A ce point de mes vagabondages intérieurs, les événements du passé comme du présent, et ceux de l’Ici comme de l’Ailleurs, ne cessèrent plus de s’emboîter et de se déboîter dans mon esprit. Ils étaient devenus les éléments d’un jeu. Ils s’y remboîtaient puis s’y déboîtaient chaque fois différemment, sans relâche et sans logique apparente. A la façon des vagues sur la mer, et de leurs oscillations, qui finissent par modeler jusqu’au sable des grands fonds.

La cupidité dans ses parallélismes et souvent ses synergies, en provenance lointaine de l’appropriation foncière inventée dans les temps néolithiques, m’apparut comme un premier thème de méditation. Je songeai qu’elle avait animé les deux personnes ayant laissé leur bar de Crans-Montana se transformer en souricière de flammes potentielle, et pareillement animé les responsables de cette commune n’ayant pas évalué la dangerosité des lieux.

Et qu’elle avait de surcroît pareillement animé presque en même temps, c’est-à-dire au surlendemain de la nuit carbonisée du Nouvel An valaisan, les forces armées que le taré de Washington avait engagées pour mettre le Venezuela sous tutelle aux fins d'en arracher le pétrole. Avant d’envisager la mise sous tutelle du Groenland aux fins d'en arracher les minerais.

Et qu’elle avait enfin animé, après avoir condamné des dizaines de jeunes à la mort en Valais, des milliers d’Iraniens semblablement jeunes, entre 15 et 17 ans, qui s’appelaient par exemple Mustafa Fallahi, ou Taha Safari, ou Reza Moradi Abdolvand dans la ville d’Azna. Ou la petite nageuse de 15 ans, qui s’appelait Arnika Dabbagh, dans la ville de Gorgan.
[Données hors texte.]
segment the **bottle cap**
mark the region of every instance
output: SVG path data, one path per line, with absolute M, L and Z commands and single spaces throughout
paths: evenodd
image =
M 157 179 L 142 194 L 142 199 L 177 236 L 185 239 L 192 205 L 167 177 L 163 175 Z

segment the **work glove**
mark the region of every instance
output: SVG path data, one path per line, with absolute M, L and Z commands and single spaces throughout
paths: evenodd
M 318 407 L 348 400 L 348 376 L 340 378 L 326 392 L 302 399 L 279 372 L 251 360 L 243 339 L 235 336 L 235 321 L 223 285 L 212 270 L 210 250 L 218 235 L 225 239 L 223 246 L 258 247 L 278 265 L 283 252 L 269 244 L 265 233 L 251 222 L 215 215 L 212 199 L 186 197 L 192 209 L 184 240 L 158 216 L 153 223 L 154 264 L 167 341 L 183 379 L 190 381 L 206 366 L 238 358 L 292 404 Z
Comme si la nébuleuse infinie des profiteurs au pouvoir ne se sentait pouvoir survivre, et pour étoffer ses bénéfices, qu’en exploitant la relève en temps de paix à moins de la coucher, en temps de révolte ou de guerre, dans son propre sang après l’avoir criblée de balles tirées de derrière à bout portant.
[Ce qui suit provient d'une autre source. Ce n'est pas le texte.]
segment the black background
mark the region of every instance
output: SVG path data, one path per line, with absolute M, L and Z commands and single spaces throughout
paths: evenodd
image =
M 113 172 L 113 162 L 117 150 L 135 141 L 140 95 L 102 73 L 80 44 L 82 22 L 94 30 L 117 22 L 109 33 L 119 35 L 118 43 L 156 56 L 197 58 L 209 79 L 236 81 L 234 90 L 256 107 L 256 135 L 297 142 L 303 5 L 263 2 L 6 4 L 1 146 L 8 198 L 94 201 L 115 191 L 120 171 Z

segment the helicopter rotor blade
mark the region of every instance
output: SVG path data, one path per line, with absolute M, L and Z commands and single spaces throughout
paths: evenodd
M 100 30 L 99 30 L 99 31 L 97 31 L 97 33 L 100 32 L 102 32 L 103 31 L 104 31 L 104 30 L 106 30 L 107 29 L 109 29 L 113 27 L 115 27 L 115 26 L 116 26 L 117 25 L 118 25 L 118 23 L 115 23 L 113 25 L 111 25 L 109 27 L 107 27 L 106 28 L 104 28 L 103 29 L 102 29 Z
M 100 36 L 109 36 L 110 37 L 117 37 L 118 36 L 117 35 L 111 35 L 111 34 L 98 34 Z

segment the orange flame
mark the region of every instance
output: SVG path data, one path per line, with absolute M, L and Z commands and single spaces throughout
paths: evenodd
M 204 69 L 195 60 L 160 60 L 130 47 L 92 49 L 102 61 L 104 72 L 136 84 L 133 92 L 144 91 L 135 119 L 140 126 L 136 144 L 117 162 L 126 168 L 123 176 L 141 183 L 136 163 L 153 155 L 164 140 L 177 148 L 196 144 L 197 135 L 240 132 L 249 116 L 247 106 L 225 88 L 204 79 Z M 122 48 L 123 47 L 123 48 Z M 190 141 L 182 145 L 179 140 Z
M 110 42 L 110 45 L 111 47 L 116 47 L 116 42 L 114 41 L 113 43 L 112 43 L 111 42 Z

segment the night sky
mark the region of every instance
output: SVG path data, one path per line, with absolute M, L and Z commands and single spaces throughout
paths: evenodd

C’est dans le contexte de ces crimes que le visage et la personne de Mathias, l’autre jour, furent ceux d’un humain campé dans sa justesse. Traversés de larmes en nos temps d’indifférence et de masques. Accordés à la vibration des mots que les professionnels de la rhétorique politicienne ou géopoliticienne lissent infailliblement sur le mode du discours en surplomb. Affichant son émotion quand les mises en scène de soi triomphent, comme à Crans-Montana justement ces jours-ci, où prolifèrent les selfies cadrés pile en face du bar dévasté. Vœux de vaillance et d’énergie, cher passager de cette chronique, et gratitude.